Book Review – The Gilly Salt Sisters by Tiffany Baker

Is there magic in the salt? The townspeople of the isolated small town of Prospect, on Cape Cod, are not sure, but neither are they willing to take the chance that there isn’t. For generations, the Gilly salt has held a place of preference in the diner, in the general store, and on the dinner tables of the people who live in Prospect, and the town has, if not flourished, at least it has survived.

Salt Creek Farm has belonged to the Gilly family forever, although the salt has been kinder to the women than it has to the men. The remaining family, sisters Joanna and Claire, have grown up and grown apart because of their different feelings for the salt – Jo, solitary and plain, belongs to the salt, and the salt belongs to her. Claire, independent and fiery and beautiful, wants nothing to do with it, and leaves her home to marry the richest and most handsome man in town, and the enemy of the Gilly family.

But Whit Turner, who was a childhood friend and sweetheart of Jo’s, does not become the salvation from the salt that Claire had envisioned. His ongoing obsession with Jo and the salt farm stems from his unshakeable belief that the magic of the salt can turn around the Turner family fortunes. And Claire’s attempts to turn the townspeople against the salt also do not work out as she plans.

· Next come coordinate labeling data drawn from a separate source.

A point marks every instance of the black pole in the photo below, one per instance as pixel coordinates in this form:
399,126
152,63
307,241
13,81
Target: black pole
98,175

The Gilly Salt Sisters is a delicious tale of betrayal and bitter family secrets. The characters are incredibly well drawn, and the use of salt throughout the book, as literal ingredient as well as metaphor, is gorgeously rendered. Life on the salt farm is hard, grindingly hard, and yet the women find a strange sort of fulfillment in it. And an acceptance of the fate that has come their way, and forgiveness for past wrongs, and finally, a lasting peace with the salt.